NGOs are characterised as intermediaries between the local and the international, and between the state and the population. In both of these roles they are understood to reform governance by bringing about changes in culture and instituting bureaucratic norms. They have, therefore, been seen as part of the apparatus of a global liberal governmentality. This book complicates this portrayal and highlights the ambiguous role of liberal governmentality through an exploration of the 'grey practices' of the NGOs studied. These practices are 'grey' as they do not fit the pattern of virtuous NGOs holding the state to account described in development policy, yet at the same time they ensure that the state produces the outcomes that a fully-functioning state ought to.

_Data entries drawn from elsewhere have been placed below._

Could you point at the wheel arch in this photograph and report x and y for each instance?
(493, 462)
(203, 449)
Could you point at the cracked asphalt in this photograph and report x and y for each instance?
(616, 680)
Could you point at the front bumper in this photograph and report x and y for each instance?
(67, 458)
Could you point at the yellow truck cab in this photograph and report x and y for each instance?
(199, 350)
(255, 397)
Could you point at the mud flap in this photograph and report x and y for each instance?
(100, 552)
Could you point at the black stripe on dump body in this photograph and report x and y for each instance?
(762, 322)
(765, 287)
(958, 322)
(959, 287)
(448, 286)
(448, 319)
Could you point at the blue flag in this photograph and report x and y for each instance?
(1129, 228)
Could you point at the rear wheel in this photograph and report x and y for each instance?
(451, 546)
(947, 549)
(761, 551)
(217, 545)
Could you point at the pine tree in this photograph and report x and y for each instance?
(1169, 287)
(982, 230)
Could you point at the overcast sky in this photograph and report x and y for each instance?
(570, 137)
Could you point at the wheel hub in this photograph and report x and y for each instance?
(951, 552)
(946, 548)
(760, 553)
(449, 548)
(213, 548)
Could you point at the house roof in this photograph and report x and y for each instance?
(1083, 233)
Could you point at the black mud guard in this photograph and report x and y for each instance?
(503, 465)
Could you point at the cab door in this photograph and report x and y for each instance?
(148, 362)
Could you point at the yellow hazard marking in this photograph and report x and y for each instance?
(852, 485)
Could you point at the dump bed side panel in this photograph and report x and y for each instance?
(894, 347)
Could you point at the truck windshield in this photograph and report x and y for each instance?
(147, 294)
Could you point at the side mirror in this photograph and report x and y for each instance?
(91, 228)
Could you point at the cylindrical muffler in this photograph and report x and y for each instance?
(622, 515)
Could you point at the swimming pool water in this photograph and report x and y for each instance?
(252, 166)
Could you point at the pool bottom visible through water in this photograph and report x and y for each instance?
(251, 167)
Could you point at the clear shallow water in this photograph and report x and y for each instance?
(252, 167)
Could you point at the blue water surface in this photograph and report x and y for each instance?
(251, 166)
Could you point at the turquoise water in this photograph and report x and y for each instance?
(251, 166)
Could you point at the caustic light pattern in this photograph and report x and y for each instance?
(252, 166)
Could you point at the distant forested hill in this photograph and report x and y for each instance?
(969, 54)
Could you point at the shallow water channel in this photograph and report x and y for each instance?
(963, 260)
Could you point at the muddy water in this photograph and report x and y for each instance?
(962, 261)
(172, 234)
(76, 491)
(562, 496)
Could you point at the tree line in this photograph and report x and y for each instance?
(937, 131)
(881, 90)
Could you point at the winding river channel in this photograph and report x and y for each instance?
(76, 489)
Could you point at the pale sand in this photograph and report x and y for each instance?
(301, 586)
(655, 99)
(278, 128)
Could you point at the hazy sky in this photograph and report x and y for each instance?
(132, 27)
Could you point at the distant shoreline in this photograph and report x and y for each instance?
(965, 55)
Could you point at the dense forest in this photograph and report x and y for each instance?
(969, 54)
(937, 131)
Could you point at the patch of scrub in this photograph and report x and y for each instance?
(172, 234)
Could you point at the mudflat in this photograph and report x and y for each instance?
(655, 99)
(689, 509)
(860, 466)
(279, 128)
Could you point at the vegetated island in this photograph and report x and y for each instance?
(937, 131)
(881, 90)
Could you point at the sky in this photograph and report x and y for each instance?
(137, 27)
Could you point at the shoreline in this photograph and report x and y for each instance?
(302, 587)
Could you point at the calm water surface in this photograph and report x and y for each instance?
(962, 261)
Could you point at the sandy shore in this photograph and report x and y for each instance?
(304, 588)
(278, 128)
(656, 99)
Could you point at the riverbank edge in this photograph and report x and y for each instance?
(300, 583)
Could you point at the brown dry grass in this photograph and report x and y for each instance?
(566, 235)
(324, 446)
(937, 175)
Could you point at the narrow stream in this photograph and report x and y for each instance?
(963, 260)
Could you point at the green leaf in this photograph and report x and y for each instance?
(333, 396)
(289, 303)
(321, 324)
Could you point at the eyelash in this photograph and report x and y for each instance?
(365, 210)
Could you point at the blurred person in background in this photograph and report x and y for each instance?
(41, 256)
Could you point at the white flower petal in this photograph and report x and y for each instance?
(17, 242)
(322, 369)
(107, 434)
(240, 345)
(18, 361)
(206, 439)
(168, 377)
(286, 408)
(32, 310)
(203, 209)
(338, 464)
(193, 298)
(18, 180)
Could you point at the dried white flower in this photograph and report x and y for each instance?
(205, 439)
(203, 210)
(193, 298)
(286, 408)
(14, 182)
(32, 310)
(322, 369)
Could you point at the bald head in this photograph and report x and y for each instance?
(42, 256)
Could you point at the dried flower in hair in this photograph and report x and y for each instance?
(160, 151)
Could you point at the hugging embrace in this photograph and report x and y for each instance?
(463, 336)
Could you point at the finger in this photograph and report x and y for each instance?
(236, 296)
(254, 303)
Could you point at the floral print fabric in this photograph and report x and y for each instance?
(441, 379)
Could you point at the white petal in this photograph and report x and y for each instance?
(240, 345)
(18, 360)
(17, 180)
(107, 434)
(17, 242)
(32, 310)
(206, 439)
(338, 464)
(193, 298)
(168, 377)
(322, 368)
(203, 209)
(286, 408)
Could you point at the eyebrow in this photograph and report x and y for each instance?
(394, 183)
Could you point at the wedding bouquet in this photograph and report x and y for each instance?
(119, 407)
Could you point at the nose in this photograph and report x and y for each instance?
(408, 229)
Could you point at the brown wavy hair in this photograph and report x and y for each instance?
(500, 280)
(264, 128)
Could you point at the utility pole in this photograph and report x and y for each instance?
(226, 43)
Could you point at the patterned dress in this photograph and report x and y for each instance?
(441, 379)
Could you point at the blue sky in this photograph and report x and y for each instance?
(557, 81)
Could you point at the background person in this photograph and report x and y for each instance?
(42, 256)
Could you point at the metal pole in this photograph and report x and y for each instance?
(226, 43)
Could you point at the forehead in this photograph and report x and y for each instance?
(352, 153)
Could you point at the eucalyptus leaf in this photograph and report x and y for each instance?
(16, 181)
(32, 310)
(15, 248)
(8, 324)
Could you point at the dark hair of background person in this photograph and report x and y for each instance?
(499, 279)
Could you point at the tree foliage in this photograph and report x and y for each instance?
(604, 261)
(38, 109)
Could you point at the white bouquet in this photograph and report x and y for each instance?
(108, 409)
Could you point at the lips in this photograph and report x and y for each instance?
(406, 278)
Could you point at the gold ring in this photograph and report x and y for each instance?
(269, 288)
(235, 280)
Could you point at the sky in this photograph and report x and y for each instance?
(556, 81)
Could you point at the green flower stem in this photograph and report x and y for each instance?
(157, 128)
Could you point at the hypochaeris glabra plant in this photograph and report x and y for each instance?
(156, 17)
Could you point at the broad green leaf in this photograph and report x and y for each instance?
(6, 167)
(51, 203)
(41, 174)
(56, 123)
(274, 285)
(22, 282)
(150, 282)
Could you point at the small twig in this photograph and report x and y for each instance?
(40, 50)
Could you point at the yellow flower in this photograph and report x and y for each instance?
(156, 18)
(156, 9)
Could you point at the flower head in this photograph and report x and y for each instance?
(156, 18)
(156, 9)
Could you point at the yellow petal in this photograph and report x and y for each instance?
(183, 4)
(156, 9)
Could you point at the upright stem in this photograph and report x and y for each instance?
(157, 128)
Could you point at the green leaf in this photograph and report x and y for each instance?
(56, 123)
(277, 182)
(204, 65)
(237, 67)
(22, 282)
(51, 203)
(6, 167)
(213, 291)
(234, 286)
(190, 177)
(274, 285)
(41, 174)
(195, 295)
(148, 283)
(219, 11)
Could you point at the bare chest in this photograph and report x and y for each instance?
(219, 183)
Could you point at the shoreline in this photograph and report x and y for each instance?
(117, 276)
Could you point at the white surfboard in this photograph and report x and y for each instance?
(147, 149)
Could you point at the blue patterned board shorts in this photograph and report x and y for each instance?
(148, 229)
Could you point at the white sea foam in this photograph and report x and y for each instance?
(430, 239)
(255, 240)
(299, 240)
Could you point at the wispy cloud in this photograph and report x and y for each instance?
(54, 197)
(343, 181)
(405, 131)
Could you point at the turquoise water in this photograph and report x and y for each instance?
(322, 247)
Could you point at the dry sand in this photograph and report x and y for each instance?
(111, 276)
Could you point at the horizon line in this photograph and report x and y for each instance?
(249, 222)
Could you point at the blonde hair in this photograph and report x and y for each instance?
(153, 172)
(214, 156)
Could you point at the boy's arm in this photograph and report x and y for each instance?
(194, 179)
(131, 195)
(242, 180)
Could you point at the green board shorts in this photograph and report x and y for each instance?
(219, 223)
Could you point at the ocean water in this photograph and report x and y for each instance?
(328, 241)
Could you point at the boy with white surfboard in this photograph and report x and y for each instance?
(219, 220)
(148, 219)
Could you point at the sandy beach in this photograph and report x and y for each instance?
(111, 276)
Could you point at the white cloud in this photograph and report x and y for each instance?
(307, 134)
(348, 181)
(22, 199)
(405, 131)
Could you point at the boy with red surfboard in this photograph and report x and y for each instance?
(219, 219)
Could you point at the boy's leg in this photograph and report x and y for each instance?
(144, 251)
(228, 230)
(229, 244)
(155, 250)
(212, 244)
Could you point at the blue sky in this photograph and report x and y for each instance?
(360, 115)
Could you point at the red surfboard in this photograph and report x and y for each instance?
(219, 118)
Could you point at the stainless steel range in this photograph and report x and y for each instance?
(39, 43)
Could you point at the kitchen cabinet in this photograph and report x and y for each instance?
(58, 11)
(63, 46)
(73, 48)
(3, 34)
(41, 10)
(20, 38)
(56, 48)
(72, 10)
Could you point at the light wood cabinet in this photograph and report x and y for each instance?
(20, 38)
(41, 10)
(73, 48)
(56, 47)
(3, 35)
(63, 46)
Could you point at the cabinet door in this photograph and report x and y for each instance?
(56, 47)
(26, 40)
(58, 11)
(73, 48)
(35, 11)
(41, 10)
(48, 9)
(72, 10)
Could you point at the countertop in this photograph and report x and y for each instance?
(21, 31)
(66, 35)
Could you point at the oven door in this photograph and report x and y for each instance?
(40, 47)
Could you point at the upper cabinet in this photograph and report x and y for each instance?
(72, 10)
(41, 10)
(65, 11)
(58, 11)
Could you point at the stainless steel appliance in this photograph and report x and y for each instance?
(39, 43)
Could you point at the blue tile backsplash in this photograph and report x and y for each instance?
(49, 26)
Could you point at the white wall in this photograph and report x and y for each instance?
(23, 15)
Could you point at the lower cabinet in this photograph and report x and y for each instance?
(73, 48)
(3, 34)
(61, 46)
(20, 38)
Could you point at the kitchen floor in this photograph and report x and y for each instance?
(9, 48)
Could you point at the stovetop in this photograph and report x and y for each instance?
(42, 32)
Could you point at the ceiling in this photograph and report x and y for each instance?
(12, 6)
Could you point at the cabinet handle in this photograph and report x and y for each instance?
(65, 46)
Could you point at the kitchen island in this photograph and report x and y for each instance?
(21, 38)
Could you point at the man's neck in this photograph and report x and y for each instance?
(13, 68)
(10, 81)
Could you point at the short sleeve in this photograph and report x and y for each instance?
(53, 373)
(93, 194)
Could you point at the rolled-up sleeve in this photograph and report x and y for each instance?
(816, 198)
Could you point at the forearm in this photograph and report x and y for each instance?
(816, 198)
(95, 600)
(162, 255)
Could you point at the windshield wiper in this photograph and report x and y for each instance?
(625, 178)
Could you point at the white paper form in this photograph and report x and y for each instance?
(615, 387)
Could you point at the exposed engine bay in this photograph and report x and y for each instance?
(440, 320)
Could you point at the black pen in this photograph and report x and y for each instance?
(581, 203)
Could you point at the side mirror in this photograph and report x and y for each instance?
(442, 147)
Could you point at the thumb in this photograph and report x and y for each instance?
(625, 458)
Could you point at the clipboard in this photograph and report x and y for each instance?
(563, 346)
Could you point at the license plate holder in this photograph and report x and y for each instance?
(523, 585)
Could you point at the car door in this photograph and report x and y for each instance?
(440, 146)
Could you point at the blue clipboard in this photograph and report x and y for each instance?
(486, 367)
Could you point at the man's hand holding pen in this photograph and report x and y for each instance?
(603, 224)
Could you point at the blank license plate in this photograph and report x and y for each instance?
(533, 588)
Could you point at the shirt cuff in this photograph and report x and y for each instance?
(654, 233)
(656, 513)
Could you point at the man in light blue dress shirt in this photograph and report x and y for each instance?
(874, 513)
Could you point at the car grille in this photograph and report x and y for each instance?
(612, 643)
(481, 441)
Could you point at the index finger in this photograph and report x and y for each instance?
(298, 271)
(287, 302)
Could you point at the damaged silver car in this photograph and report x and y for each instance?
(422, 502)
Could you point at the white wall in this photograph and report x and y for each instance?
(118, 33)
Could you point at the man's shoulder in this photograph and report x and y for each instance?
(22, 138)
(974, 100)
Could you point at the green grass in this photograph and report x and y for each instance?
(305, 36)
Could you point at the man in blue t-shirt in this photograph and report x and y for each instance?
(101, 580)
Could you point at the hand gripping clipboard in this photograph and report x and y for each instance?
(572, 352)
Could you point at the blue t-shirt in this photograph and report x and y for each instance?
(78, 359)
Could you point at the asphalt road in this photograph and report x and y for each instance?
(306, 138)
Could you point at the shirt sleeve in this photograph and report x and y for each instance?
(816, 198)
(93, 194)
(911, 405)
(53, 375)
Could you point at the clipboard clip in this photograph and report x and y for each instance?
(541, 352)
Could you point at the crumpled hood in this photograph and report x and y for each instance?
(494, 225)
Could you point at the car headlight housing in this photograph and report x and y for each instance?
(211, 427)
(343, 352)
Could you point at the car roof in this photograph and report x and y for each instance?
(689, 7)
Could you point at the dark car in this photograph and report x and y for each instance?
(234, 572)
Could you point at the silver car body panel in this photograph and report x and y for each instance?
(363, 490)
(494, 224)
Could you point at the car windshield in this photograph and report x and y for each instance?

This enacting of oppositional and antagonistic elements is further unpacked in conversation with Homi Bhabha's concepts of negotiation and hybridity.

Negotiating Corruption draws attention to both the limitations of current explanations of corruption in Africa and the problematic way in which they are framed. The book's detailed engagement with understandings of corruption within policy and academic debates will make it a useful resource for undergraduate teaching. It will also be of keen interest to researchers, academics, and postgraduate students who engage with the issues of corruption, NGOs, civil society, African politics, governmentality, and hybridity.

Laura Routley is a Lecturer in Politics at Newcastle University, UK.